De la pérennité de Bouygues Telecom
Thierry Labbé se montre confiant quant au succès commercial de cette nouvelle offre qu’il qualifie de « petit joyau en avance de phase ».
« Nous avons des dizaines de milliers de clients dans le mobile, nous espérons les convaincre », résume-t-il, en phase avec sa conception des « règles d’or du commerce » qui sont dans l’ordre : garder ses clients (« notre taux de churn (NDR : attrition) est aujourd’hui de moins de 1 % auprès des professionnels »), faire de « l’upsale » - augmenter la valeur des services fournis (ce que vise cette offre) et enfin, gagner de nouveaux clients.

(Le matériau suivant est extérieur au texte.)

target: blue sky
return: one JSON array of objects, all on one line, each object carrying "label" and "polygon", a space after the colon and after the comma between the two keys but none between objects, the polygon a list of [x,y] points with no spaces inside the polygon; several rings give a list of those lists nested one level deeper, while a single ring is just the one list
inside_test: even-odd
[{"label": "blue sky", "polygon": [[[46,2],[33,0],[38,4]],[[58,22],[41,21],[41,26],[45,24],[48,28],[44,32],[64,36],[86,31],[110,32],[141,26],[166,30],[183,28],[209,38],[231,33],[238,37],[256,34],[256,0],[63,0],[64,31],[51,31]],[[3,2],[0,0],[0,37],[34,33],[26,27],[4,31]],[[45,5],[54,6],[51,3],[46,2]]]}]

Sur ce dernier point, Alexandre Penon-Vaudoyer ne donne pas d’objectif chiffré mais il espère – et constate avec l’offre précédente – une accélération de 50 % des ventes de fixes professionnels.
Quant à la question de la pérennité de Bouygues Telecom, le Directeur Général reconnaît que tous ses clients lui posent la question. Tout en ne se préoccupant pas nécessairement de la réponse.
« Toutes les organisations ont appris à prendre des décisions dans un contexte d’incertitude », répond-il au MagIT, avant d’assurer : « je croise Martin Bouygues régulièrement. Tout ce que je peux vous dire – et c’est ce que je dis à mes clients – c’est qu’il n’a pas du tout l’intention de vendre. Et deuxième point, que nous investissons massivement pour l’avenir et la qualité de notre offre ». Sous-entendu : ce que ne devrait pas pouvoir faire SFR avec l’endettement record de son nouveau propriétaire qui va, avant tout, chercher à rentabiliser son achat en l’exploitant tel quel pour rembourser les banques.